We have and Rsync server install on one of our fileservers and we pull nightly backups from it to a linux based machine that does archiving and backup rotation stuff.
Recently I've noticed that the Rsync user can not access certain files on the server. The service is running as a local user which is part of the backup operators group. I had thought that anyone in this group got full access to everything however recent results are telling me this isn't the case.
Is there anyway around this to get the rsync full access? Changing file ownership isn't an option. Adding permissions issue an option unless it can be done to all files without affecting other existing permissions.
Best Answer
Your understanding of how "Backup Operators" interacts with NTFS permissions is flawed. Members of the "Backup Operators" group can read / write bypassing permissions, but only through specific backup API functions that rsync isn't using.
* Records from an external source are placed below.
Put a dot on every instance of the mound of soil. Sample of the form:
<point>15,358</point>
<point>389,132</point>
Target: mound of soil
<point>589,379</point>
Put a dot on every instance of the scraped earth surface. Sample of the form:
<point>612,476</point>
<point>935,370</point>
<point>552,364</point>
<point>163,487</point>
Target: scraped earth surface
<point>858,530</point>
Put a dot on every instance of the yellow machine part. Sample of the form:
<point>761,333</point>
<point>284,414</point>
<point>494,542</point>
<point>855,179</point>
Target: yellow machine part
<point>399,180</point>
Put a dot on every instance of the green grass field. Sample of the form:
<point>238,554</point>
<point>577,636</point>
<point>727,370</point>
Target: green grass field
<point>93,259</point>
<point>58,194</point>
Rsync uses "normal" filesystem API functions, so the user rsync runs as is going to have to have access to read every file you intend to back up. There's no way around it w/o changing code in rsync.
Depending on how you've architected your permission hierarchies you may be able to add another ACE to your permissions for your rsync user (ideally, a group that the rsync user is a member of-- perhaps the only member-- rather than a user) to read the files. If you've blocked permission inheritance (which Microsoft doesn't seem to discourage strongly enough for just this kind of reason) then you've got a mess and you'll have to grant that permission at every root of permission inheritance along the hierarchy.
If your existing permission hierarchies already contain a suitable group (like, say, "Administrators"), you could take the seductive shortcut of adding the rsync user to the "Administrators" group. Obviously, a bug in rsync that allows an unprivileged user to execute code in the rsync user's context would be very, very bad such a case, so weigh the risks carefully.